Photo Credit: World Boxing Super Series Twitter Account
Whereas its overseas offerings have little difficulty commanding attention, the four stateside shows to date between the WBSS’ two seasons have featured little in the way of full-scale promotion, which has been reflected at the box office and in TV interest. Tournament handlers appeared to have learned from mistakes made in Season One, with this year’s offering featuring six WBSS doubleheaders rather than each bout topping its own card.
It meant a stacked card in Japan to kick off the series, with regional hero and rising bantamweight superstar Naoya Inoue destroying former champ Juan Carlos Payano in barely over a minute. The show aired on Sunday afternoon in Japan, which meant early Sunday morning for stateside viewers who were able to view on DAZN-USA which has picked up the U.S. broadcasts rights for the entire WBSS tournament spanning three weight divisions.
Despite the odd time slot for a typical boxing broadcast airing stateside, the event was able to command attention thanks to a big splash from DAZN USA presenting its first-ever US-based card barely eight hours prior in Chicago. Through cross-promotion came the extra push the event deserved, and fans willing to wake up a little earlier than normal in this corner of the world in order to catch Inoue and Kiryl Relikh (whom bested Eduard Troyanovsky in a 140-pound title defense) advance to the WBSS semifinal round of their respective weight divisions.
A similarly less distracting atmosphere came of the October 13 WBSS doubleheader from Russia. While wins posted by visiting cruiserweight Andrew Tabiti and well traveled bantamweight tiitlist Zolani Tete over house favorites Ruslan Fayfer and two-time Olympian Mikhail Aloyan lacked action, the advancement in their respective careers received deserved attention due to not having to compete for coverage.
The most significant boxing card of the day would come hours later on ESPN, with Terence Crawford stopping Jose Benavidez in the 12th round of the most watched U.S. televised boxing match of 2018. The spacing out between events meant most in the boxing industry were able to give their undivided attention to both shows.

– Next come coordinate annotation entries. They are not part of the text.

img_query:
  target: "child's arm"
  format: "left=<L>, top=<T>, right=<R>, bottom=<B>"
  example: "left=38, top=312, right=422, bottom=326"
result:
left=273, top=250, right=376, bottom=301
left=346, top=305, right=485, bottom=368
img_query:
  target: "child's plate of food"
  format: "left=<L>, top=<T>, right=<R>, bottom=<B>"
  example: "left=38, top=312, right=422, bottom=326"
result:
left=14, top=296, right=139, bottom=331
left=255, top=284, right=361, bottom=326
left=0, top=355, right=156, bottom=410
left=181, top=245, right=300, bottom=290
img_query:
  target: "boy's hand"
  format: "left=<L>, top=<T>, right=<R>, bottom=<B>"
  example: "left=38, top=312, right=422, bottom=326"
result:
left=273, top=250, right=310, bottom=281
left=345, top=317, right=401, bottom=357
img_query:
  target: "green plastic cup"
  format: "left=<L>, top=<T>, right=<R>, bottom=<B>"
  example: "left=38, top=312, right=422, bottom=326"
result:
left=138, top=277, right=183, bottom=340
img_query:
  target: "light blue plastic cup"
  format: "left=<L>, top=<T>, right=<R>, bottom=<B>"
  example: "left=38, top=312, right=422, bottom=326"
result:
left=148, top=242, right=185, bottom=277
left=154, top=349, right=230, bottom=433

That has simply not at all been the case for the past two WBSS offerings.
Conflicting telecasts is hardly anything new in boxing culture, but normally coming from rival networks or promoters. In each of the past two weeks, WBSS coverage was trumped by more high profile events offered by promoter Eddie Hearn, the primary boxing content provider for DAZN-USA.
Everything about Rodriguez’ gutsy win over Jason Moloney should’ve commanded boxing headlines. Their 12-round war is among the short list of viable Fight of the Year candidates, and Rodriguez’ eventual well-earned split decision victory setting up a mouthwatering bantamweight semifinal matchup with Inoue, a bout that is rumored to land stateside.
The perfect primer to the Rodriguez-Moloney slugfest came in the form of Dorticos’ brave stand versus a tough-as-nails challenger in Poland’s Mateusz Masternak. Dorticos is never in a bad fight—his TKO loss to Murat Gassiev in the Season One WBSS cruiserweight semifinals earlier this year also garnering Fight of the Year consideration—and his latest feat was no exception.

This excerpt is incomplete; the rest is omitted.